Figure 2: Post-transcriptional regulation acts at the RNA level.
At the left , in the off-state, the RNA is folded into a hairpin structure that occludes the Shine Dalgarno region (ribosome binding site). In this situation the translation is blocked because the ribosome cannot bind to the RNA.
At the right, the temperature change causes a conformational change of the RNA, exposing the Shine Dalgarno region. Translation can now initiate, because the ribosome is able to bind to Shine Dalgarno region. The system is now in the on-state.

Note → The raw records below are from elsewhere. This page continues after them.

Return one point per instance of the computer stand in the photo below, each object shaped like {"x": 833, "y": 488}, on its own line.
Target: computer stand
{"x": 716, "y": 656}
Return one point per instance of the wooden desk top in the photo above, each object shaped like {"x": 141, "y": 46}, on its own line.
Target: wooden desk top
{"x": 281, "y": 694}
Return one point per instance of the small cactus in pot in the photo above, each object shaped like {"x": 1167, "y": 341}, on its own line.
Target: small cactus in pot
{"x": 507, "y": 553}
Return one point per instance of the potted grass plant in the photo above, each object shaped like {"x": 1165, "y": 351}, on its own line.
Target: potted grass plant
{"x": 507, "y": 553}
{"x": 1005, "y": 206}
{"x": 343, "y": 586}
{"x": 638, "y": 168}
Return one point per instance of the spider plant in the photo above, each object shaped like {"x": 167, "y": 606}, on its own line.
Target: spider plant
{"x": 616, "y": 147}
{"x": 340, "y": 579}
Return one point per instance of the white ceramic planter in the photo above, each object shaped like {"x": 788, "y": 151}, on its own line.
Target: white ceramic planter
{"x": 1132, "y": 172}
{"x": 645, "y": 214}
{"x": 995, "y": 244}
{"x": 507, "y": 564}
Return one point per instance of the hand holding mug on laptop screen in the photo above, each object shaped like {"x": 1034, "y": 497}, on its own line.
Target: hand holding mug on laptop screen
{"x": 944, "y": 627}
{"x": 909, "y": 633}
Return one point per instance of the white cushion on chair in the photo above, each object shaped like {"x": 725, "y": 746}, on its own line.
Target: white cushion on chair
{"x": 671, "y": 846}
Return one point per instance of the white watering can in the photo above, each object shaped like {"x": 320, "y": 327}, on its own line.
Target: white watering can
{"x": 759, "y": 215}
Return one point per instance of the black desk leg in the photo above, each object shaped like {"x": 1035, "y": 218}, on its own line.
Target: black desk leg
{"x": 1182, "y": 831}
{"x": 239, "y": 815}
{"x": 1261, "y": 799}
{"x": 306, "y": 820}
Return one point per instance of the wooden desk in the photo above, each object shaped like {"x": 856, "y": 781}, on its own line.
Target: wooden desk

We used the RNA thermometer to build up a low-temperature release system which was designed to control target protein expression. A specific ribosome binding site (RBS) BBa_K115002 with high translation activity at high temperature(> 37°C) and low translation activity at room temperature was used to design the temperature-dependent genetic circuit in E. coli, with a green fluorescent protein (GFP) used as the reporter protein. We analyzed fluorescence intensity during E. coli growth at log phase and stationary phase at temperatures 25°C, 30°C, 30°C and 40°C.

We also gather the data of green fluorescent protein’s expression via flow cytometer.